Arlecchino domandato come si trovava nel bagno, si vuole rispondesse:
Il lettore interrogato: — com'è la Prefazione di Jarro all'Epistolario d'Arlecchino potrà rispondere:
— La migliore e più nuova di tutte le Prefazioni, poichè non è stata scritta!
Per un lietissimo, fausto avvenimento, (le nozze Bemporad-Padovano) pubblicai il mio studio su l'Arlecchino Martinelli la prima volta coi tipi dell'Arte della Stampa e col titolo L'Epistolario d'Arlecchino. Mancano però tutti i documenti nella prima, splendida edizione che era preceduta dalla seguente lettera.

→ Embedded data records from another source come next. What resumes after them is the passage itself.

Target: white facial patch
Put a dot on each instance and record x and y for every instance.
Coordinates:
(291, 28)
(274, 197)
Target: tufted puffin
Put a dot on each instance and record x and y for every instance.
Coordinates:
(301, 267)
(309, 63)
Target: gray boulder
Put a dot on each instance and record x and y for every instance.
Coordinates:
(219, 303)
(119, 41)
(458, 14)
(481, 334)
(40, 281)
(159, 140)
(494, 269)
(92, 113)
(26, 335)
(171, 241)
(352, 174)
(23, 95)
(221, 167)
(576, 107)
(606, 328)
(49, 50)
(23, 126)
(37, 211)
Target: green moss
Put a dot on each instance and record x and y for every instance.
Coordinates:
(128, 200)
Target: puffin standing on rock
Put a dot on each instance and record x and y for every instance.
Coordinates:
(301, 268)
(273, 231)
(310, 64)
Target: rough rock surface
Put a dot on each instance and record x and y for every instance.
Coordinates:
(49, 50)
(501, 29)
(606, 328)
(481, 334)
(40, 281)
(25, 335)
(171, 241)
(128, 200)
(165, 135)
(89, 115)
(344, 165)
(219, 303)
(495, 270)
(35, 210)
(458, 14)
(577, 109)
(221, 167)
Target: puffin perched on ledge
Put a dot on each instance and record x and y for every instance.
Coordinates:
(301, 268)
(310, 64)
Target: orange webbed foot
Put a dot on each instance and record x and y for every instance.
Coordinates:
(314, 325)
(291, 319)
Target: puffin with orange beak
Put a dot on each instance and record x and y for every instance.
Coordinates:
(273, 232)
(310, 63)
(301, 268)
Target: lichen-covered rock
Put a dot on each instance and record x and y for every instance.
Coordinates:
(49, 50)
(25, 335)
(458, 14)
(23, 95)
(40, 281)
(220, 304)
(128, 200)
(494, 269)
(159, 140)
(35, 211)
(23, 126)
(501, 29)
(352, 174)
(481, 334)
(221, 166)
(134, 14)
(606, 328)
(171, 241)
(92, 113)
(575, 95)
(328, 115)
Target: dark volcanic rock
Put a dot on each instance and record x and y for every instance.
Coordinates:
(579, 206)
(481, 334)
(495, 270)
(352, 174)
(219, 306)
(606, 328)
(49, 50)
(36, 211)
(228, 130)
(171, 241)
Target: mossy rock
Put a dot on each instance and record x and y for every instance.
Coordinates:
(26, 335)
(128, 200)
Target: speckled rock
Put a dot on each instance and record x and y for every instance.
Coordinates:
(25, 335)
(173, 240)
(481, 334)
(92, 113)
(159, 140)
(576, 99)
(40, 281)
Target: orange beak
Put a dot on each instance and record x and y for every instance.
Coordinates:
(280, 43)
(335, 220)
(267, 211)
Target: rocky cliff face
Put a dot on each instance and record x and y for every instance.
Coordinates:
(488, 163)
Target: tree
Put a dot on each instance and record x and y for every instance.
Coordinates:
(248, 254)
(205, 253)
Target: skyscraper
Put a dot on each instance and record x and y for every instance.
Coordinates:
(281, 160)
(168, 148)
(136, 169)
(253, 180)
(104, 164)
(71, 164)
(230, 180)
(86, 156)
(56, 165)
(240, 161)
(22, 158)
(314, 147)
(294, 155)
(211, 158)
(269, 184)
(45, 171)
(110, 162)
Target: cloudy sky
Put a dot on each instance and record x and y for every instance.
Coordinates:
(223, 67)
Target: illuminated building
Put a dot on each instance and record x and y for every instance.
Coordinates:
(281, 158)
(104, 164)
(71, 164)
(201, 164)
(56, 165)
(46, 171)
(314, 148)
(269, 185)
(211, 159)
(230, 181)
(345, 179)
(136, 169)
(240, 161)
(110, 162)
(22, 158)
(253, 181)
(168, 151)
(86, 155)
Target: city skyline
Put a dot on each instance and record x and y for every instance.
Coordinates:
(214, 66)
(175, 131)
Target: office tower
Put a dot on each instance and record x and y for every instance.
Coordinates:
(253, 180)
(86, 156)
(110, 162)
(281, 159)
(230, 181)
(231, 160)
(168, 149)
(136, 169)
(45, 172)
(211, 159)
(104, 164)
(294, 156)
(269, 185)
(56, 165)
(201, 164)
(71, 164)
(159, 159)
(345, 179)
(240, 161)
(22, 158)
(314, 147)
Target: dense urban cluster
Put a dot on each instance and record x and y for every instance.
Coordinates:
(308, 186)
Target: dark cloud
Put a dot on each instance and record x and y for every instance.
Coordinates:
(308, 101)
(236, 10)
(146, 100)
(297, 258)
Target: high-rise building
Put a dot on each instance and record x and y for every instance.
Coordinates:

Caro Amico. — Immagino che dicano molti: nel matrimonio non c'è di bello che il primo giorno — anzi il giorno prima!
E ciò può esser vero — in mille matrimoni. Ma quando un vincolo affettuoso unisce due anime, due intelligenze, due cuori che racchiudono squisitissime doti, nel matrimonio è attuato un ideale di felicità — forse il più bel sogno della vita.
Nel giorno in cui la sua amatissima, vezzosa sorella Ada, fiore di leggiadria e di gentilezza, esempio di bontà e soavità di carattere, di vivo ingegno, si unisce in matrimonio con il signor Armando Padovano, valoroso e brillante ufficiale, io, caro Enrico, ho voluto come suo amico, come suo peculiarissimo estimatore, darle prova di un'amicizia che in me non verrà mai meno. E non ho potuto astenermi — forse sono stato troppo arrogante — dal voler prender parte anch'io, per l'affezione che nutro verso di Lei, alla gioia che oggi consola la sua famiglia.
È ormai vezzo di raccomandar il ricordo di sì fausti e lieti avvenimenti a preziosi documenti inediti dell'antica storia de' nostri padri. Io Le offro, dunque, alcuni di questi documenti che non possono perire, poichè ci ricordano una gloria dell'Arte paesana.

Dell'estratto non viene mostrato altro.